One woman who has been able to make a modest living in skateboarding off of X Games winnings alone is Alexis Sablone, who has medaled in all three events she's entered. Sablone is a bit of an anomaly in skateboarding. After blowing minds in Coliseum's "PJ Ladd's Wonderful Horrible Life" in 2002 and garnering an enviable list of sponsors in the following years, the Connecticut native disappeared from skateboarding as mysteriously as she'd arrived.
When she returned in 2009, seemingly out of nowhere, and solidly claimed X Games silver, rumors about where she'd been abounded. It turns out out she'd been busy earning a degree in architecture from Columbia University.
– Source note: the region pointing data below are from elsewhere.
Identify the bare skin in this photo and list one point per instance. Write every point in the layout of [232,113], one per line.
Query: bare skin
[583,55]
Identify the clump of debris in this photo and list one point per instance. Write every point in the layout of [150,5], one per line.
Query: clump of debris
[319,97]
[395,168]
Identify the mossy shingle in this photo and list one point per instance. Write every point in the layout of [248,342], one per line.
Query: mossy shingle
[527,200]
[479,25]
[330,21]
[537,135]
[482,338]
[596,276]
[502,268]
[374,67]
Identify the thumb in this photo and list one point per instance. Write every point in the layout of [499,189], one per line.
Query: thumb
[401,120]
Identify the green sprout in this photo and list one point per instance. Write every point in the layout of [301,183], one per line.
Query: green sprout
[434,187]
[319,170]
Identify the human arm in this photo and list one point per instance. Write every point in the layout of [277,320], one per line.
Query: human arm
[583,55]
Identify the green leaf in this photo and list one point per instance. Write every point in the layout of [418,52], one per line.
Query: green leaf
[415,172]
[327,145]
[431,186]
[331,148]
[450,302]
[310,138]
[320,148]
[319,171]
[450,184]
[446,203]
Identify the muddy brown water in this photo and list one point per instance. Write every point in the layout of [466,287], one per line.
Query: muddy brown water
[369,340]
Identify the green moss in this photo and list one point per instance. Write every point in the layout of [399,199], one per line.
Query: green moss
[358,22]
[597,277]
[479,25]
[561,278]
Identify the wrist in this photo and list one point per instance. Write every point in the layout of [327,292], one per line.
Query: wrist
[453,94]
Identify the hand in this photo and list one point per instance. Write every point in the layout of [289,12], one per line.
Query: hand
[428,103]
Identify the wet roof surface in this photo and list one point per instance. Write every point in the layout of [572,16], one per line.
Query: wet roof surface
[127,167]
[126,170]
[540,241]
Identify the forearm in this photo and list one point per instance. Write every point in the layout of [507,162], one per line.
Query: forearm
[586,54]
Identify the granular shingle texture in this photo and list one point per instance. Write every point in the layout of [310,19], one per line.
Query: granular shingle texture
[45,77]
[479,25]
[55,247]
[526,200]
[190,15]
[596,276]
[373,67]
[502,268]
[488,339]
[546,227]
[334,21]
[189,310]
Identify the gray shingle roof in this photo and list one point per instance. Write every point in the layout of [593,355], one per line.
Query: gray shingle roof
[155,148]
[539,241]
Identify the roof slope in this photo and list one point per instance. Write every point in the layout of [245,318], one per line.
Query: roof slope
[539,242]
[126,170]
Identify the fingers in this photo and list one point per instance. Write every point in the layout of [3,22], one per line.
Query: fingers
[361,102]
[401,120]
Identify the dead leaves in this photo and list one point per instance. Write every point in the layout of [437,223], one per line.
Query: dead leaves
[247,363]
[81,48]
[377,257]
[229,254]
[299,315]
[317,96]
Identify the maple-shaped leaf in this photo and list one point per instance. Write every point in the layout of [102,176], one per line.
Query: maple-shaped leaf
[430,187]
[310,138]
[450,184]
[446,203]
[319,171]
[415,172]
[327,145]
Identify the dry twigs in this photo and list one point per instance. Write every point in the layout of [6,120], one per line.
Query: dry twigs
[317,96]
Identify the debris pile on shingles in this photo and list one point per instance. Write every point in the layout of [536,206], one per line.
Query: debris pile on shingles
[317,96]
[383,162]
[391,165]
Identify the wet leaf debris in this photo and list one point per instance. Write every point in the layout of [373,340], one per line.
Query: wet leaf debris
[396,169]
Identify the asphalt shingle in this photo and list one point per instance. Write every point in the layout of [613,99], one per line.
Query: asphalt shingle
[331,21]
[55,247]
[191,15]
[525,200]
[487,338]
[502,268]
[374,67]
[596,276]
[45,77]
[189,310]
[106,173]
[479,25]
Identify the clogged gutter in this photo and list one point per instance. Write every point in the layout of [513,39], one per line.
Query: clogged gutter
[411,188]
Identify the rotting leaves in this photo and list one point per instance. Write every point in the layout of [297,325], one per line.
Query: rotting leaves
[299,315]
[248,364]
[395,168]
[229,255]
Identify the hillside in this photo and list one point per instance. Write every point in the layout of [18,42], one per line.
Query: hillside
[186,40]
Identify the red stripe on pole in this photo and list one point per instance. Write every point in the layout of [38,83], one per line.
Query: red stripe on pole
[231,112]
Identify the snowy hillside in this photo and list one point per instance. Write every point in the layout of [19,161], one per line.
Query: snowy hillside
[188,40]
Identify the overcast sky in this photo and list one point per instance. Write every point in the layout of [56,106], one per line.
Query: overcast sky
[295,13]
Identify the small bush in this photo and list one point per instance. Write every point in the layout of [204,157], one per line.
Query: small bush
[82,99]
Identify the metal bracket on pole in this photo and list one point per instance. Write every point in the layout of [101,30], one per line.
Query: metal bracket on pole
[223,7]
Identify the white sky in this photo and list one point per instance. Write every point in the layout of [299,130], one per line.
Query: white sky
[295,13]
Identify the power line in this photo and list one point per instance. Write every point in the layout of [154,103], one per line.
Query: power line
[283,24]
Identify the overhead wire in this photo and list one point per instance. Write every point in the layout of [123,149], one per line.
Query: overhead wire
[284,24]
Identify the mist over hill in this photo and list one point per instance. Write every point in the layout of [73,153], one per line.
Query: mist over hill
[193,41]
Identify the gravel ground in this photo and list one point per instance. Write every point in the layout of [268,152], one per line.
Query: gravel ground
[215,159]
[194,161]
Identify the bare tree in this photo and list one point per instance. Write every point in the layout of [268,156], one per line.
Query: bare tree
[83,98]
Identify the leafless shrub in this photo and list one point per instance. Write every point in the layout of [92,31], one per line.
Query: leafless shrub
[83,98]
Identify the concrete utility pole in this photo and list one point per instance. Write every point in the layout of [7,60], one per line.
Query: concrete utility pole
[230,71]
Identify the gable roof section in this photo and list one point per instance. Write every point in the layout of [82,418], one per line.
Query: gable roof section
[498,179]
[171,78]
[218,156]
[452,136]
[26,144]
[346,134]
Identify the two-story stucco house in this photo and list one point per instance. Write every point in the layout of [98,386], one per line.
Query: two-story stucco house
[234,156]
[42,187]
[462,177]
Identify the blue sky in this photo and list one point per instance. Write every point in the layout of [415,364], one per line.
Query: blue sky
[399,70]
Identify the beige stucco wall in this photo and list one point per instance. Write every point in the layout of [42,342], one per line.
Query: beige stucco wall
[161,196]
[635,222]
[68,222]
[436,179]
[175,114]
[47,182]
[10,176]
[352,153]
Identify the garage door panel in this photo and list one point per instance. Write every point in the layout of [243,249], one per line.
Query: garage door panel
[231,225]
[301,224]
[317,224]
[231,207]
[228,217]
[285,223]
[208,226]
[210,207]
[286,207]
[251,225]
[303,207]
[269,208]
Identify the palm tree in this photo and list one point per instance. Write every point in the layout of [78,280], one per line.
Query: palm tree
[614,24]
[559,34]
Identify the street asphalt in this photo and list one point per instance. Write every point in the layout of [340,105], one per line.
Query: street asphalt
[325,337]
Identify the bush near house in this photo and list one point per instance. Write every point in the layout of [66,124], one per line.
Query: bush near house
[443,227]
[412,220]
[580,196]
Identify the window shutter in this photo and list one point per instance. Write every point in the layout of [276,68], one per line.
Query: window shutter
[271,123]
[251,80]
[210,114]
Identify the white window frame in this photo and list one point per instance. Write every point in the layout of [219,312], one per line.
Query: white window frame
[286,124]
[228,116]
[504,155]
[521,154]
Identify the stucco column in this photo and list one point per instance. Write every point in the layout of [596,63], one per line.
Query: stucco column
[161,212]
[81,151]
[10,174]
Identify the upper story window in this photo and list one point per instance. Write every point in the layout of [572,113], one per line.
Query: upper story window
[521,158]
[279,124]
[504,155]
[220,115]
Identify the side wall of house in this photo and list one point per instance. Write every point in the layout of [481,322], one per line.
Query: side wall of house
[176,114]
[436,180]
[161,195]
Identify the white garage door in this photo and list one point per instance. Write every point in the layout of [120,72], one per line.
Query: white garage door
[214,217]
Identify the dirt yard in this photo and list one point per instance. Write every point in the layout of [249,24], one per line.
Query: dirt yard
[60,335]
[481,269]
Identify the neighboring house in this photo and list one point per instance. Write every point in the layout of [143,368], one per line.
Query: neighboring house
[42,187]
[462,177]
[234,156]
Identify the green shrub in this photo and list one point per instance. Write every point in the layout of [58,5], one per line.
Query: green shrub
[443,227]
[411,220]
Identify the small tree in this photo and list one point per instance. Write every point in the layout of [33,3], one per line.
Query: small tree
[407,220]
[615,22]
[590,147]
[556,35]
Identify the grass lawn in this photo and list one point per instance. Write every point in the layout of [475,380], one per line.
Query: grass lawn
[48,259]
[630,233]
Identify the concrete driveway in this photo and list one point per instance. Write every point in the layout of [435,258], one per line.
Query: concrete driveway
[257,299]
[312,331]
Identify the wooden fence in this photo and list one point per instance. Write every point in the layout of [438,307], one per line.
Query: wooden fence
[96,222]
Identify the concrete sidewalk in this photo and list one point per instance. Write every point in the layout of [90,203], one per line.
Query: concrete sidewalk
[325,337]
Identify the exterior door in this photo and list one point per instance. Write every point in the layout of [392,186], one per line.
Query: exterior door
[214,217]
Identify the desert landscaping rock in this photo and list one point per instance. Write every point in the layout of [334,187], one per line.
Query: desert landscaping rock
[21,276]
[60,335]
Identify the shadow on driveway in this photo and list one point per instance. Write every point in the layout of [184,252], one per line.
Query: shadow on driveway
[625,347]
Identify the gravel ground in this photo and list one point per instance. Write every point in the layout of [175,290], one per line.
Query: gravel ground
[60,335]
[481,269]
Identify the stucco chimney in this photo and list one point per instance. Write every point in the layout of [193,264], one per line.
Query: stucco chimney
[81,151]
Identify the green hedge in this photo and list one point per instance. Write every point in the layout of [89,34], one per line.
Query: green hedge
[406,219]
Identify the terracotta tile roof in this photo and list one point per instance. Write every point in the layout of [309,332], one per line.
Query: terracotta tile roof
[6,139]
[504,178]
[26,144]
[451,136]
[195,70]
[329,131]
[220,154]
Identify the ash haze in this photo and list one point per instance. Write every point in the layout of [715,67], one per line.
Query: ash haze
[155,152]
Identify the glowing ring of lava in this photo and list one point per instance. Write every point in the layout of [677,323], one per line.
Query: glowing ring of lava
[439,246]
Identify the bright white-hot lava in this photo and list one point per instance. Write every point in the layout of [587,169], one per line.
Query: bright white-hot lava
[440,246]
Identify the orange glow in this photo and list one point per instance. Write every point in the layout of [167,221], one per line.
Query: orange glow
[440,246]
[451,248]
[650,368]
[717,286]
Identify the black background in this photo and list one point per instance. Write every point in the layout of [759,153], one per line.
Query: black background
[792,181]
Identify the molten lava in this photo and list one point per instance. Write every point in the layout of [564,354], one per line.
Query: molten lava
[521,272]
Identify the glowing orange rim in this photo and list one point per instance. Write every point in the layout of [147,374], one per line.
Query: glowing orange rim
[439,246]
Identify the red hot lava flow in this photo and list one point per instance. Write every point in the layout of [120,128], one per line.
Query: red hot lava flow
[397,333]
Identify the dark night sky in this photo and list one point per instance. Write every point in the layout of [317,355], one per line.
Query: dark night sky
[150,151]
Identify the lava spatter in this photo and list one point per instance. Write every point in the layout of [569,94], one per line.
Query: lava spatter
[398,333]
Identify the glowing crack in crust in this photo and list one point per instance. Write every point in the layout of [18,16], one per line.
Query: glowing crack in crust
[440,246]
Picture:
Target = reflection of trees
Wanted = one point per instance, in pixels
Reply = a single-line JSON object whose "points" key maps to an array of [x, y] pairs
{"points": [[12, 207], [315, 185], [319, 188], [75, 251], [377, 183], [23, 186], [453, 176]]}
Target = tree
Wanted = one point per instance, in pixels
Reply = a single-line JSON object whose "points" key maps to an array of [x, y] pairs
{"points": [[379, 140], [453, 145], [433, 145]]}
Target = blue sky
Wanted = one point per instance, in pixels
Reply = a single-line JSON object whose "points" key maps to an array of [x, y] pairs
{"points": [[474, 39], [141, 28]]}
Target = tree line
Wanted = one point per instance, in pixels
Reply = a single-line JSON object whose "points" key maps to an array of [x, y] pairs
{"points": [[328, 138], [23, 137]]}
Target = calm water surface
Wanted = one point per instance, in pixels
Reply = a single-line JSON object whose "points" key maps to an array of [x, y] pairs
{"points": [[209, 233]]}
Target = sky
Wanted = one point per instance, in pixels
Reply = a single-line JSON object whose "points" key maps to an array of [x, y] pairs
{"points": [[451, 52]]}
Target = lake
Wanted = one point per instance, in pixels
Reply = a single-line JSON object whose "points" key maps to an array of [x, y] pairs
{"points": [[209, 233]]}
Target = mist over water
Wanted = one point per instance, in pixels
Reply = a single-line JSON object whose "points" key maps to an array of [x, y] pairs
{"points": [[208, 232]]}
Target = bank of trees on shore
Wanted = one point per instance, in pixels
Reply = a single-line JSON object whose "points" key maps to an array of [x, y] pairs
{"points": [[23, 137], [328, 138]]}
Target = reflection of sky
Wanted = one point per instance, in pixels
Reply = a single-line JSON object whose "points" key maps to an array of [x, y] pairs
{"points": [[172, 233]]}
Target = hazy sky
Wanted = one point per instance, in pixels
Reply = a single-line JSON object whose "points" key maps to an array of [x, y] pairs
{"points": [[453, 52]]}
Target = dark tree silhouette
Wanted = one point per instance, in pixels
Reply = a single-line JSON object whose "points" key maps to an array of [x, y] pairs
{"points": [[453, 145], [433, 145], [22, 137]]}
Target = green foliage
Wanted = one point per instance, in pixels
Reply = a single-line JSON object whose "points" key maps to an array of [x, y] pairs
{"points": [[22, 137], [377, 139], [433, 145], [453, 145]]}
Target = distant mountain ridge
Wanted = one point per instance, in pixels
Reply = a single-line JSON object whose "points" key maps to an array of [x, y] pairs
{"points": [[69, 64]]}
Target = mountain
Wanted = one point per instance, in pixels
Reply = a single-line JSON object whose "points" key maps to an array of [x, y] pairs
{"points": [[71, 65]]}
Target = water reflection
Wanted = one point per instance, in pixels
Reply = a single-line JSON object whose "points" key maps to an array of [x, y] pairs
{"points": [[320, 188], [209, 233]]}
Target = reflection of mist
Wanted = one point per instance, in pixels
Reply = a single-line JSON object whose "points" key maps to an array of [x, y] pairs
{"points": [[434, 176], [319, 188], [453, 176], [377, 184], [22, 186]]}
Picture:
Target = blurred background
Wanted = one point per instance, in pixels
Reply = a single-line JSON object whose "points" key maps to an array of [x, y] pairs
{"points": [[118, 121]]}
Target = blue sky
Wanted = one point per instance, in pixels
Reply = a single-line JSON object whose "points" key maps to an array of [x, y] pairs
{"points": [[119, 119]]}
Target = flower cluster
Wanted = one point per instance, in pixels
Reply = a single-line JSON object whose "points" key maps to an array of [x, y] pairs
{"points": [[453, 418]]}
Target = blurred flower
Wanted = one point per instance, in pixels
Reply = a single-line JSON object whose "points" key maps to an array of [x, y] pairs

"I didn't see it as a necessity because I'm a female and I didn't think I'd be able to make a living off skateboarding," explains Sablone. "It was a personal choice. I skated the entire time ... Some of my friends, all they want to do is skate, [but] putting all your eggs in one basket, hoping they can make something of it? In a way, it's like, 'go for it,' but it's kind of scary. I'd rather be more stable."
In between winning Women's Street gold in 2010 and silver in 2011, Sablone has been able to handle an Ivy League course load.
"I pretty much have been living off of X Games solely. It's allowed me to have time to keep learning on my own and working on creative projects, but it's not exactly stable. It's kind of hit or miss and I've just been hoping that I would win enough money at contests during the summer to save it and figure it out as I go."
It doesn't seem like Sablone has much to figure out, though. She's headed to Boston this fall to earn a Master's degree at MIT.
While there is a clear, linear path for men in professional skateboarding to follow, the exit out is far less certain. At the end of their career, most guys hope to be absorbed by the industry, and if that doesn't work out, they're forced to start down an entirely new path. Alternatively, although women would love to have the full financial backing of the skateboard industry, it's apparent that the hard road is giving them something many of their male counterparts don't have: the skills to compete in life after skateboarding.